What else? The jet lag is pretty cruel. I have to write things down because I can't remember them 10 seconds after I look at them.

Hep meh.

Day One...Greetings from The Garden City



Above: Bangalore's International Airport...you should see what goes on INSIDE.

So...Bangalore...it's beautiful, oddly decadent in a Jungle Book way, and completely chaotic and smelly. There are signs that say "Obey Traffic Laws" but apparently there are no traffic laws - cars just pile up behind each other and fill in empty spaces and honk. Incessant honking.

The flights sucked - 20 hours on two planes is no way to travel. I knew I was in hell when I had to view a Hillary Duff movie over Greenland. But I had some legroom on that flight thank god, b/c there was none from Frankfurt to Bangalore, and before I boarded I met some really weird musician dude from Portland who kept popping over and chatting during the flight, so that was semi-interesting. He was on his way to Nice to - get this - open for Hall and Oates. Um, yeah. I kept thinking of this record store in Portland that has old H&O vinyl...we love to pop in there and mock their pink pants and man-makeup on their (not so) ambiguously gay album covers.

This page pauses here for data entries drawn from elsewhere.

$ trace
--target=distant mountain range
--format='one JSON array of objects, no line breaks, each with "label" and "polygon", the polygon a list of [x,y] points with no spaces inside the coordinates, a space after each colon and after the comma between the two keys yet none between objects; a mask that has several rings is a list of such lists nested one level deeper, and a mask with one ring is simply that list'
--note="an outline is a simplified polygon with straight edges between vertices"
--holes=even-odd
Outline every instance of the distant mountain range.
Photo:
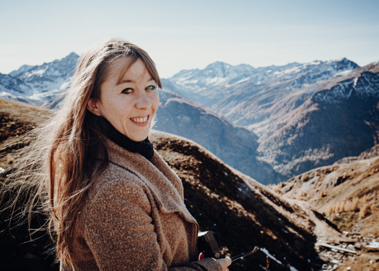
[{"label": "distant mountain range", "polygon": [[[0,74],[0,98],[55,106],[78,58],[71,53]],[[264,184],[276,183],[378,142],[378,72],[379,62],[359,67],[345,58],[183,70],[162,79],[155,128],[193,140]]]},{"label": "distant mountain range", "polygon": [[260,159],[290,177],[378,142],[378,72],[379,62],[359,67],[346,58],[258,68],[215,62],[168,80],[172,91],[254,132]]}]

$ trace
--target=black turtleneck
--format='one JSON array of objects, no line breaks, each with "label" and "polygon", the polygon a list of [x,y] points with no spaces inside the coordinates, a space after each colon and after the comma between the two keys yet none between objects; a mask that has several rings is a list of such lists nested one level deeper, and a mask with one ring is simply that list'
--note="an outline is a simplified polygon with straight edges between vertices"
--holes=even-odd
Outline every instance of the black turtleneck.
[{"label": "black turtleneck", "polygon": [[104,119],[106,126],[105,135],[111,140],[121,147],[132,153],[138,153],[148,160],[150,160],[154,154],[152,144],[149,138],[142,141],[133,141],[126,136],[121,134],[112,126],[106,119]]}]

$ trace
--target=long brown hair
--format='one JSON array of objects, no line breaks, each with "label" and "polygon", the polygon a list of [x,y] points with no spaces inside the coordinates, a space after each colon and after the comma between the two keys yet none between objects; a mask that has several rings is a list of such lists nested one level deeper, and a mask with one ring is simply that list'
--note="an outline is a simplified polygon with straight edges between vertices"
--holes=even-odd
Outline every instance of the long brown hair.
[{"label": "long brown hair", "polygon": [[[27,146],[19,151],[18,160],[1,188],[2,195],[10,190],[15,195],[11,208],[29,191],[31,196],[23,212],[29,213],[29,223],[36,208],[47,215],[57,258],[67,267],[72,263],[70,248],[85,192],[108,161],[103,117],[91,113],[86,105],[90,99],[99,98],[100,86],[110,68],[122,57],[130,60],[129,67],[140,59],[161,88],[154,62],[138,46],[112,39],[89,50],[78,60],[71,86],[52,117],[23,139]],[[100,163],[95,160],[97,154],[102,154]]]}]

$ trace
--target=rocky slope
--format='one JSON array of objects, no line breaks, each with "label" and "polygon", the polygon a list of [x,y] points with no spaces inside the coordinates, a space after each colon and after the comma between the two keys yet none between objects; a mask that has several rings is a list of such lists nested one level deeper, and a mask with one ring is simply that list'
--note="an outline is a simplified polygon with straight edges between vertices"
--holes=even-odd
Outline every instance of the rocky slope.
[{"label": "rocky slope", "polygon": [[169,80],[253,131],[261,159],[290,177],[375,144],[378,71],[379,62],[346,59],[257,69],[217,62]]},{"label": "rocky slope", "polygon": [[258,137],[252,132],[165,89],[160,91],[159,96],[154,129],[191,139],[262,184],[285,179],[259,158]]},{"label": "rocky slope", "polygon": [[354,75],[315,92],[271,125],[275,132],[258,150],[275,170],[291,176],[357,155],[379,142],[379,74]]},{"label": "rocky slope", "polygon": [[[1,143],[16,139],[26,127],[33,128],[48,117],[47,112],[37,112],[35,107],[0,102],[1,114],[6,116],[2,120]],[[24,114],[28,111],[29,114]],[[33,115],[40,117],[31,117]],[[30,124],[31,118],[34,123]],[[157,131],[152,131],[150,138],[182,179],[185,203],[200,230],[211,230],[220,235],[224,255],[247,251],[255,245],[261,248],[254,256],[233,263],[230,270],[260,269],[265,266],[266,254],[271,258],[271,270],[319,269],[323,262],[315,247],[316,241],[344,239],[305,202],[286,199],[193,142]],[[0,166],[3,168],[15,158],[11,155],[6,159],[2,157]],[[6,229],[7,215],[1,215],[0,226]],[[34,227],[38,227],[38,221],[33,220]],[[10,232],[15,239],[8,235],[8,230],[1,233],[4,240],[0,253],[1,266],[6,269],[10,266],[13,270],[47,270],[49,267],[49,270],[57,270],[56,266],[51,265],[51,256],[41,254],[48,242],[47,236],[25,243],[28,238],[25,227],[11,230]]]},{"label": "rocky slope", "polygon": [[379,269],[378,146],[271,186],[285,197],[308,202],[351,239],[349,247],[358,252],[337,261],[336,270]]}]

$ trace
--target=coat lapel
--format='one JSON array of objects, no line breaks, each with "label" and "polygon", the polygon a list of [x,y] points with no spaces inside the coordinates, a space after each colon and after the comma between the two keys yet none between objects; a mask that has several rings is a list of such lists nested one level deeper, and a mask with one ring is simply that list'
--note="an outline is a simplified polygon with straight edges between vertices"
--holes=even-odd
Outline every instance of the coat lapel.
[{"label": "coat lapel", "polygon": [[149,188],[162,211],[179,211],[187,221],[196,222],[184,204],[181,180],[155,150],[150,161],[108,139],[106,143],[110,161],[137,175]]}]

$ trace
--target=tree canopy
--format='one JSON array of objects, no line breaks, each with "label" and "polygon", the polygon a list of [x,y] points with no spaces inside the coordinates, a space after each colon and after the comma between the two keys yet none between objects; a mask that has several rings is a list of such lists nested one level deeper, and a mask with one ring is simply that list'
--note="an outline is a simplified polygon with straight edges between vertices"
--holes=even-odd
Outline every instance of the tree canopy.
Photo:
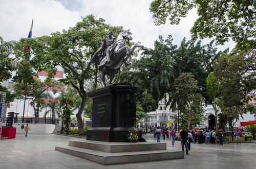
[{"label": "tree canopy", "polygon": [[89,61],[100,46],[102,39],[107,37],[109,30],[112,30],[115,36],[122,30],[122,27],[106,24],[104,19],[97,19],[92,15],[82,20],[62,33],[21,40],[23,46],[28,44],[30,46],[34,55],[30,62],[38,71],[46,71],[52,77],[56,66],[60,66],[66,76],[60,81],[76,90],[81,99],[76,114],[80,134],[84,132],[81,115],[86,105],[87,90],[92,87],[91,82],[95,82],[94,80],[97,79],[98,76],[96,66],[89,64]]}]

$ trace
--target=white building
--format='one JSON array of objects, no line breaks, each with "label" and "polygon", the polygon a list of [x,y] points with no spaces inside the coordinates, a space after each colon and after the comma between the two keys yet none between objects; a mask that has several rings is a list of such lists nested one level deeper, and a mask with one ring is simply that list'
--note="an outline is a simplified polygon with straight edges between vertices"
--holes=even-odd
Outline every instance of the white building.
[{"label": "white building", "polygon": [[[65,74],[62,70],[61,67],[57,67],[58,70],[57,71],[56,75],[54,76],[54,79],[56,80],[59,80],[60,79],[63,78],[65,77]],[[45,71],[40,71],[38,73],[38,79],[41,81],[45,81],[47,77],[47,73]],[[5,81],[3,83],[3,85],[7,87],[9,90],[12,91],[13,90],[13,86],[14,84],[14,82],[11,81],[11,80],[9,80],[8,81]],[[54,94],[52,91],[53,89],[52,87],[50,87],[45,92],[48,92],[50,94],[51,96],[53,98],[56,98],[59,94],[57,93]],[[25,112],[27,112],[25,113],[26,114],[31,114],[33,116],[34,116],[34,112],[32,106],[30,105],[31,101],[30,100],[26,100],[25,103]],[[7,108],[6,112],[14,112],[14,113],[18,113],[18,117],[22,117],[23,115],[23,109],[24,107],[24,100],[15,99],[13,102],[10,103],[10,107]],[[46,107],[46,108],[42,110],[41,112],[39,112],[39,117],[43,117],[45,112],[46,109],[48,110],[48,108]],[[47,117],[50,117],[50,113],[47,116]],[[25,116],[25,117],[28,117],[28,116]],[[4,117],[6,117],[6,114],[5,112],[4,114]]]},{"label": "white building", "polygon": [[[167,123],[172,124],[173,127],[175,126],[176,119],[177,117],[177,112],[172,112],[169,106],[166,106],[165,104],[165,99],[162,99],[159,103],[158,108],[156,111],[150,112],[148,113],[150,117],[140,119],[141,127],[145,127],[146,126],[160,126],[162,124]],[[251,104],[256,106],[256,101],[253,101]],[[199,126],[201,128],[214,128],[215,127],[215,115],[214,109],[211,105],[208,105],[205,106],[204,109],[204,116],[205,120],[203,122],[202,126]],[[221,110],[220,107],[217,107],[218,114],[221,113]],[[236,123],[234,127],[240,126],[240,122],[248,122],[255,120],[254,114],[250,114],[248,113],[239,117],[239,119]],[[147,122],[146,122],[147,121]],[[180,118],[180,126],[181,125],[181,120]]]}]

Anyhoo, so the Frankfurt airport was completely weird, too. I was like "are we in east berlin?" because everyone was really quiet and gave us dirty sideways glances. We had a beer in this strange airport bar with a bad vibe and decided to not blend in. Lots of Russians in the airport, too, and for some reason German denim is all from the Gotti Collection - never seen so much bleaching or sequins in my life. Oh, and the German flight attendants on Lufthansa are so mechanical and EFFICIENT. They move through the cabin so quickly and in tandem. The only time I saw them smile was when they wheeled the duty-free carts through...all these boxes of cigarettes with huge labels that say SMOKING KILLS and SMOKERS DIE YOUNG and they're suddenly smiling and making eye contact. Good stuff. Oh, and they whisper on the intercom, and it's incredibly disturbing to hear German come through a loudspeaker like that. I'm just saying.

What else? I'm so tired I can barely see...or think. Anyway, yes, this is a beautiful city - there are old palaces stuck in between falling-down 20-story apartments and big, shiny IBM and HP buildings. the trees are huge and canopy over the roads, and it's all so lush, but also kinda broke-down. Everything is crumbling, even the new stuff seems to be worn. Plus it's filthy - and people are barefoot in the street. Ack! OH, and it smells exactly like you imagine it would - a mix of porta-potty, burned hair, exhaust, bad cologne, BO and Indian food.

Oh, and when we got into the Bangalore airport they make all the drivers wait outside, so when you step out of customs you are greeted by a SEA of Indian men, all jammed behind barricades, holding up signs for passengers. I wish I had video of it...

Anyhoo, right now i'm going to sneak off with a girl from the office to have a smoke on the balcony behind the building. It overlooks some really slummy apartment buildings and of course, there's the constant honking from the street. How does anyone get any work done?